Ahead of his press conference, Trump tweeted from the private club in Palm Beach, Florida, where he is vacationing that the strike was ordered because Soleimani was “plotting to kill” many Americans.

“He should have been taken out many years ago!” the tweet continues.

Soleimani’s high-profile killing was ordered by Trump at the start of a year wherein he is set both to be tried by the Senate following his impeachment in the House and to run for re-election.

Speaker of the House Nancy Pelosi noted late Thursday that the U.S. Congress was not consulted about the airstrike. 

“American leaders’ highest priority is to protect American lives and interests,” she said in a statement. “But we cannot put the lives of American service members, diplomats and others further at risk by engaging in provocative and disproportionate actions.”

She noted that the airstrike risks provoking a dangerous escalation of violence. Any retaliation by Iran could endanger U.S. troops in Iraq and Syria at minimum.

A boy carries a portrait of Iranian Revolutionary Guard Gen. Qassem Soleimani, who was killed in the U.S. airstrike in Iraq, prior to the Friday prayers in Tehran, Iran. (AP Photo/Vahid Salemi)

Numerous Democratic presidential candidates have issued statements criticizing Trump’s move to take out Soleimani as dangerous.

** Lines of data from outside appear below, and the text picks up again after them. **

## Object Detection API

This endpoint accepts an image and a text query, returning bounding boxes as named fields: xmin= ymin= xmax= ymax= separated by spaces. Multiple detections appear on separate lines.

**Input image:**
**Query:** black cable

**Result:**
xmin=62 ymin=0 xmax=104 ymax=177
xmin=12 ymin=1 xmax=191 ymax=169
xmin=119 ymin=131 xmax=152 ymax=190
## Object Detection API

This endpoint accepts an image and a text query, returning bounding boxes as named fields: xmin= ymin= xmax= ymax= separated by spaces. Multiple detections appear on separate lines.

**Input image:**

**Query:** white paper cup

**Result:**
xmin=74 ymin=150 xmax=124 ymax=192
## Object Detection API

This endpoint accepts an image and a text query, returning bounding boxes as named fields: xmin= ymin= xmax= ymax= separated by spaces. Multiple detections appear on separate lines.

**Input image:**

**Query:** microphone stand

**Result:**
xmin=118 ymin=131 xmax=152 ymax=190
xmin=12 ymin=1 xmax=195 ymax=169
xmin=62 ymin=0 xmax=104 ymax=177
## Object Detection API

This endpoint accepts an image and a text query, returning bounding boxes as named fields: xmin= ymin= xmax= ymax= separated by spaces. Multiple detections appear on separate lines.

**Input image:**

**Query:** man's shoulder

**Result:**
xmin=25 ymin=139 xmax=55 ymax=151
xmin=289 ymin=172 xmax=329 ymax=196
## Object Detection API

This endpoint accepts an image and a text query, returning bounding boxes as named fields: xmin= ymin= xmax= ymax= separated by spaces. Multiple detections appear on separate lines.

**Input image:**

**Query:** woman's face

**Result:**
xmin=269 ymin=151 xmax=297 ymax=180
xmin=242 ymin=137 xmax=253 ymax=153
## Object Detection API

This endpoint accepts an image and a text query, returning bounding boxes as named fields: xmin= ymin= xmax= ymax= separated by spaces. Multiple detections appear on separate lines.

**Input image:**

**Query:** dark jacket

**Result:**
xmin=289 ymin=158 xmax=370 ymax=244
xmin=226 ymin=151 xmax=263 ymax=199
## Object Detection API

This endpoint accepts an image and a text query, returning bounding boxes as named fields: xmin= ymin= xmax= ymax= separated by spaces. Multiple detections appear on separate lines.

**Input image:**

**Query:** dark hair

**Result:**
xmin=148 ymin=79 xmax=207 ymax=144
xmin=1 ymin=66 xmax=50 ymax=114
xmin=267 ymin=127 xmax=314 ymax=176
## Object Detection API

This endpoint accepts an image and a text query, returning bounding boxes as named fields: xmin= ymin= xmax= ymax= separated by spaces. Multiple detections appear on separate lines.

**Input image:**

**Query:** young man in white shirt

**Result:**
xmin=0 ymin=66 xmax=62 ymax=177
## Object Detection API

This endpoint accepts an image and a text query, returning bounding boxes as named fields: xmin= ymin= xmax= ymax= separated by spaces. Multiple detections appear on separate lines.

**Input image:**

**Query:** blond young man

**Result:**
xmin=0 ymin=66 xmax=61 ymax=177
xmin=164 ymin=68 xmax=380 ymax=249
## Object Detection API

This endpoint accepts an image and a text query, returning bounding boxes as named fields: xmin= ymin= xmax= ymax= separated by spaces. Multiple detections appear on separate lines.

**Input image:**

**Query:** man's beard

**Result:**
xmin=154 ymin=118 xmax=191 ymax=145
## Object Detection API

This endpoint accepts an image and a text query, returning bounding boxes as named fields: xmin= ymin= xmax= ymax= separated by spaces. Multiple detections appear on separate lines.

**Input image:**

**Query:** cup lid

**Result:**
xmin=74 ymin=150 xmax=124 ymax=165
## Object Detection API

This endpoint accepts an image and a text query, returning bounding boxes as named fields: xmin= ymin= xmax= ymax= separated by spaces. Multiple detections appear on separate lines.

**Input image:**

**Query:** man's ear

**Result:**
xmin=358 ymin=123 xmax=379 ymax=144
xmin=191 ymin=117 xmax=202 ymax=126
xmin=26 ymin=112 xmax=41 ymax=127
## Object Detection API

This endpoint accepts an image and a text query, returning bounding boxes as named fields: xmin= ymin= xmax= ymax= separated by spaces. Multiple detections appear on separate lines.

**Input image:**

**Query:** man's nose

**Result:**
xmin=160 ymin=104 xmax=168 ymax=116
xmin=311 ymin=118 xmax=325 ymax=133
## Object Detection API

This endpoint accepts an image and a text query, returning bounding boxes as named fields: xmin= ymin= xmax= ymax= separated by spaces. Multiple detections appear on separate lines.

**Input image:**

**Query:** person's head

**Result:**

“Soleimani was a murderer, responsible for the deaths of thousands, including hundreds of Americans,” Senator Elizabeth Warren tweeted Thursday. “But this reckless move escalates the situation with Iran and increases the likelihood of more deaths and new Middle East conflict. Our priority must be to avoid another costly war.”

Likewise, former Vice President Joe Biden noted that while no American will mourn Soleimani’s passing, his killing would almost certainly provoke attacks by Iran.

“President Trump just tossed a stick of dynamite into a tinderbox,” Biden said in a statement.

Senator Bernie Sanders tweeted Thursday that the action “brings us closer to another disastrous war in the Middle East that could cost countless lives and trillions more dollars.”

Other politicians voiced support for Friday’s strike, implying it was a power move by the U.S.

“To the Iranian government: if you want more, you will get more,” tweeted Senator Lindsey Graham.

Trump’s former national security adviser, John Bolton, tweeted that he hoped “this is the first step to regime change in Tehran.” 

Tensions between Washington and Iran have been heightened since Trump withdrew the U.S. from an Obama-era nuclear deal between Iran and other world powers in May 2018. Afterward, Tehran shot down a U.S. military surveillance drone and took U.S. oil tankers. Iraq, whose government is allied with both Washington and Tehran, has become a battleground for the two countries.  The Department issued a travel advisory for Iraq on Jan. 1, warning U.S. citizens not to go to the country.